Pickens on Oil Prices, Middle East Turmoil
Eoin Treacy's view The clear divergence between USA quoted natural gas prices and the UK equivalent
demonstrates how the surge in unconventional natural gas supply is affecting
the US market. When we compare the Brent crude oil / UK natural gas price ratio
with the WTI Crude / Henry Hub ratio,
the difference is even more apparent. WTI crude has not been this expensive
compared to natural gas in at least the last 20 years. On the other hand, even
though Brent crude has rallied faster than WTI, UK natural gas prices have kept
pace and the ratio remains at a comparatively low level.
While UK natural gas prices have been deregulated, most of Europe remains on a system that values natural gas according to the price of Brent crude. This has contributed to the UK natural gas price advancing while the US price is stagnant. A more important factor is that Europe has yet to exploit its reserves of unconventional natural gas. When unconventional gas becomes a more important component of European energy supply, we can reasonably expect countries to dispense with long-term contracts since they artificially inflate prices for end consumers.
T.Boone Pickens has long championed US energy independence. The USA's massive reserves of unconventional gas are currently helping to keep prices low.
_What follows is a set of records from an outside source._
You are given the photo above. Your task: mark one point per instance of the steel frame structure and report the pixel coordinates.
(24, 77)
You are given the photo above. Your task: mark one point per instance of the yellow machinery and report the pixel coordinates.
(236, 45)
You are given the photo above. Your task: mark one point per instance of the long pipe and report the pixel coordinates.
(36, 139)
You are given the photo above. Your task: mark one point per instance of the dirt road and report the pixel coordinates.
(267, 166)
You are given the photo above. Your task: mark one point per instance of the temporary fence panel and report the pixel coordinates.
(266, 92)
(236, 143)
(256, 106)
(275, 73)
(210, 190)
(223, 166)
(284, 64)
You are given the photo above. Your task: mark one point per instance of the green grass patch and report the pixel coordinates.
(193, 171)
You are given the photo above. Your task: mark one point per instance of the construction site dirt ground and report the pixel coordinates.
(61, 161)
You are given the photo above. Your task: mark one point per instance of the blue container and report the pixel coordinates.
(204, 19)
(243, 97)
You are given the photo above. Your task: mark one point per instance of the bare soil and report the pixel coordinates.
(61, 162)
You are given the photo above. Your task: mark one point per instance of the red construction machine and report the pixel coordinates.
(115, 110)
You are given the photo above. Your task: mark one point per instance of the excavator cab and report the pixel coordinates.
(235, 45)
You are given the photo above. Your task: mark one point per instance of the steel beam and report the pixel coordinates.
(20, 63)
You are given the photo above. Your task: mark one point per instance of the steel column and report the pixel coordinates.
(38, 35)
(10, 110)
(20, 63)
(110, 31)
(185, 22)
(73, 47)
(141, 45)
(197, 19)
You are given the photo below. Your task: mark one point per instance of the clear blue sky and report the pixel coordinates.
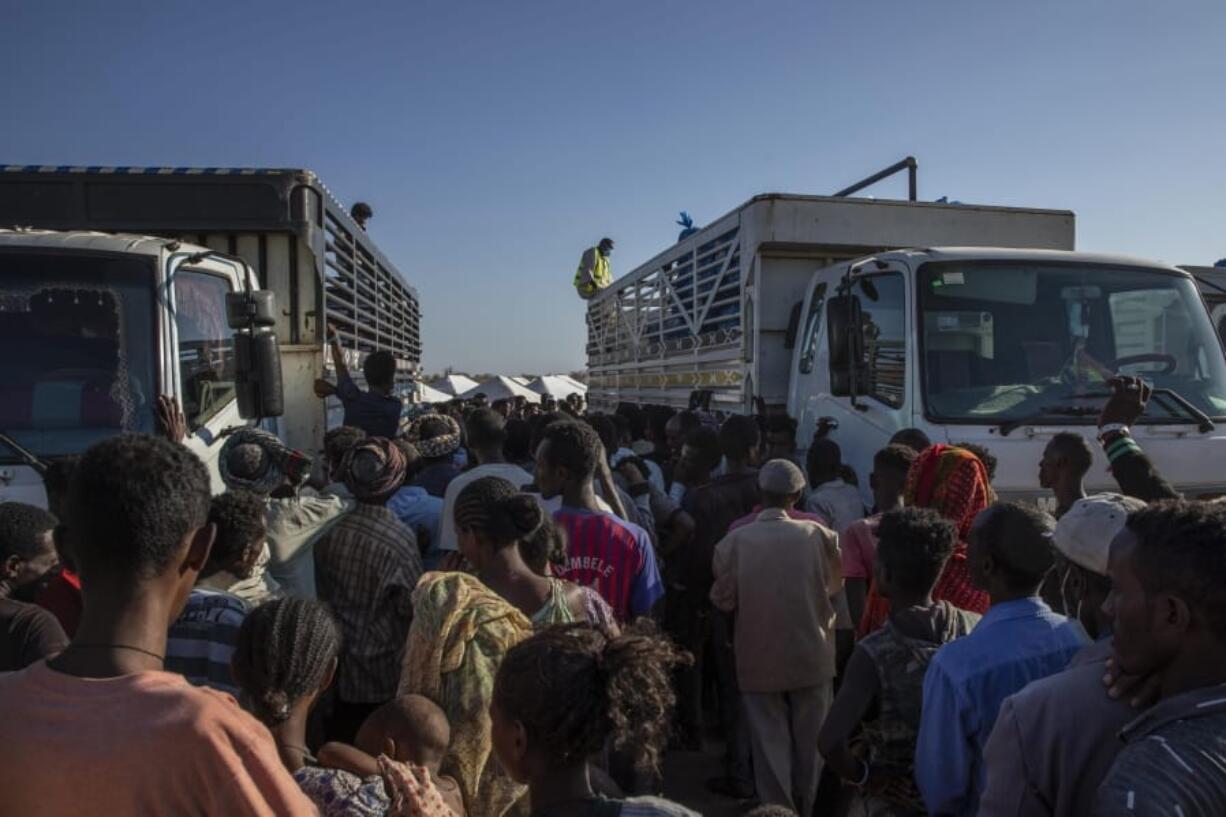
(497, 140)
However in a capitalist system, when prices are low and supply abundant it is only a matter of time before new sources of demand appear.
Sasol announced today that it is acquiring another block of Canadian shale gas reserves from Talisman Energy. Here is a section from a relevant article from Reuters quoted in the Globe and Mail:
South African energy group Sasol said on Tuesday it would pay $1.05-billion for its second shale gas interest in Canada in a move to expand its gas portfolio.
Sasol said it would buy a 50 per cent stake in Talisman Energy's Cypress A acreage in the Montney Basin in Canada, where the company also bought a stake in Talisman's Farrell Creek assets last year.
The 57,000 acres of land covered by Cypress A represent an estimated contingent resource of 11.2 trillion cubic feet (tcf) of gas.
Sasol will pay an initial $263-million in cash, with the remaining $787-million in future development costs.
Sasol and Talisman are studying the possibility of establishing a gas-to-liquids plant in Canada. Sasol said the acquisition could allow for a scalability of the proposed plant.
Few companies are as ideally placed to benefit from the wide disparity of crude oil to natural gas and coal as Sasol. It coal-to-liquids and gas-to-liquids technology allows the company to create significant opportunities to benefit from demand for different products and the share price is increasingly reflecting this.
It broke out of its base in October, consolidated briefly above ZAR31,000 and remains in a consistent medium-term uptrend. As with many energy related investment vehicles, it has become somewhat overextended relative to the 200-day MA and is susceptible to a mean reversion whenever oil prices fall back, However, a sustained move below ZAR35,000 would be required to question the consistency of the medium-term uptrend.